I'd like to understand, what is there a reason for non-literal regexps to not being frozen, and for ranges to be?
Corresponding tickets (#16377 and #15504) doesn't clarify the reasoning:
I'm for freezing all Ranges, not only Range literals. I hate the idea of freezing only literals because casually mixing frozen and unfrozen objects leads to hard-to-debug bugs that depend upon data flow. (@mame (Yusuke Endoh) at #15504#note-3)
I understand that the matter is probably negligible, but will be very grateful for some explanations.
This is not my opinion but Matz's decision. I'm sorry if I was not clear.
I'm for freezing all Ranges, not only Range literals. I hate the idea of freezing only literals because casually mixing frozen and unfrozen objects leads to hard-to-debug bugs that depend upon data flow. (mame (Yusuke Endoh) at #15504#note-3)
This is just my opinion.
The difference of the two decisions is whether we find a real-world example affected by the changes. @ko1 (Koichi Sasada) found a real-world code that defines a singleton method on a Regexp instance in the Ruby's test framework:
And matz decided that only Regexp literals are frozen.

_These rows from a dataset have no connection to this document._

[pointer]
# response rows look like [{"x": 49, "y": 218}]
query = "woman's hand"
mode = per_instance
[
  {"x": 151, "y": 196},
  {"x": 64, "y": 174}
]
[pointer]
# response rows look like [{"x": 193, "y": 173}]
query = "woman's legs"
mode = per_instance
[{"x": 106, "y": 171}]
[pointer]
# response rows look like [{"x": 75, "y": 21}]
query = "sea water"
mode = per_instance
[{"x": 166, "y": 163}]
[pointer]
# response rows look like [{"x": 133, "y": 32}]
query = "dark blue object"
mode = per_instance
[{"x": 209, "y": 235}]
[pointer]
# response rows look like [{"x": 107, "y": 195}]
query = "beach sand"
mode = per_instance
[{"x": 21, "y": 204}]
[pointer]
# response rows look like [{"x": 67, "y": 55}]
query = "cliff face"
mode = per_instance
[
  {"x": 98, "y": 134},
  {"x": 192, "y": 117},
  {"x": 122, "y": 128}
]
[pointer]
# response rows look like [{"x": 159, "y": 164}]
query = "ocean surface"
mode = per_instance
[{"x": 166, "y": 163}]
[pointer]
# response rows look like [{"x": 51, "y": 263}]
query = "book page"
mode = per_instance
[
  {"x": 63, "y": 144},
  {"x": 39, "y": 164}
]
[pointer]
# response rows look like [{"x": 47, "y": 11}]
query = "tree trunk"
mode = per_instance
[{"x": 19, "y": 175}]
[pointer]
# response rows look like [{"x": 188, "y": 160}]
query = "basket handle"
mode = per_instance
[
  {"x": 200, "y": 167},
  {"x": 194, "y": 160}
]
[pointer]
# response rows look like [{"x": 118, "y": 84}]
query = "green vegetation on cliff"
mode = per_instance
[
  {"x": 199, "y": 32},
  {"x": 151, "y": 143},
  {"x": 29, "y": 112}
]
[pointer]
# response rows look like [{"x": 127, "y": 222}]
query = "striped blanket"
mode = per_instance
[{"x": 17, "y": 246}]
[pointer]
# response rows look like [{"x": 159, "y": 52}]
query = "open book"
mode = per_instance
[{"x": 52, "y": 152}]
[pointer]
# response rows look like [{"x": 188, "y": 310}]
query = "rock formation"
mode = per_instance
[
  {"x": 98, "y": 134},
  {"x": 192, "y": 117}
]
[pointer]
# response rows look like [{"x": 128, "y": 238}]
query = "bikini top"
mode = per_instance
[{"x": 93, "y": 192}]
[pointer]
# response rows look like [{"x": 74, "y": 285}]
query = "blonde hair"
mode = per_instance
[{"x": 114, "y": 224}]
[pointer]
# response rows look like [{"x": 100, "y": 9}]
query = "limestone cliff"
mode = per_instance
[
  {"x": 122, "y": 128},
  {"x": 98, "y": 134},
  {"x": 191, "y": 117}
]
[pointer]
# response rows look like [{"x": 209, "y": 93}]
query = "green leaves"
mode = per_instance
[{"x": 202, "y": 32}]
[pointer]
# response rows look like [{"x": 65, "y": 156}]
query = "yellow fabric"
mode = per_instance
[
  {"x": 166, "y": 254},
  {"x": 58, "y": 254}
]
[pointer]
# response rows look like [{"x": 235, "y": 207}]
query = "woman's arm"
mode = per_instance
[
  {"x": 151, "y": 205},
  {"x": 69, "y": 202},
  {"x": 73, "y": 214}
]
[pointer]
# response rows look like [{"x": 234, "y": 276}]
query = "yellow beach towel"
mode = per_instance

In practical, freezing Regexps is needed for Ractors, and freezing only Regexp literals is considered useful enough for Ractors.
(I personally don't like it very much, but I'm not against the decision.)
In regards to Ranges, we don't know any real-world case affected by the change yet.
Matz said "Since there's possiblity of breakage, I'd like to experiment it." He may revert the change if someone reports any case broken by this change (before the official releases). But so far, no breakage is reported.
FWIW, I think all Regexp objects should be frozen (https://bugs.ruby-lang.org/issues/8948#note-16).
TruffleRuby will probably try this, because mixing immutable & mutable Regexps is leading to many complications when considering code sharing (e.g., multiple Ruby VMs in one process).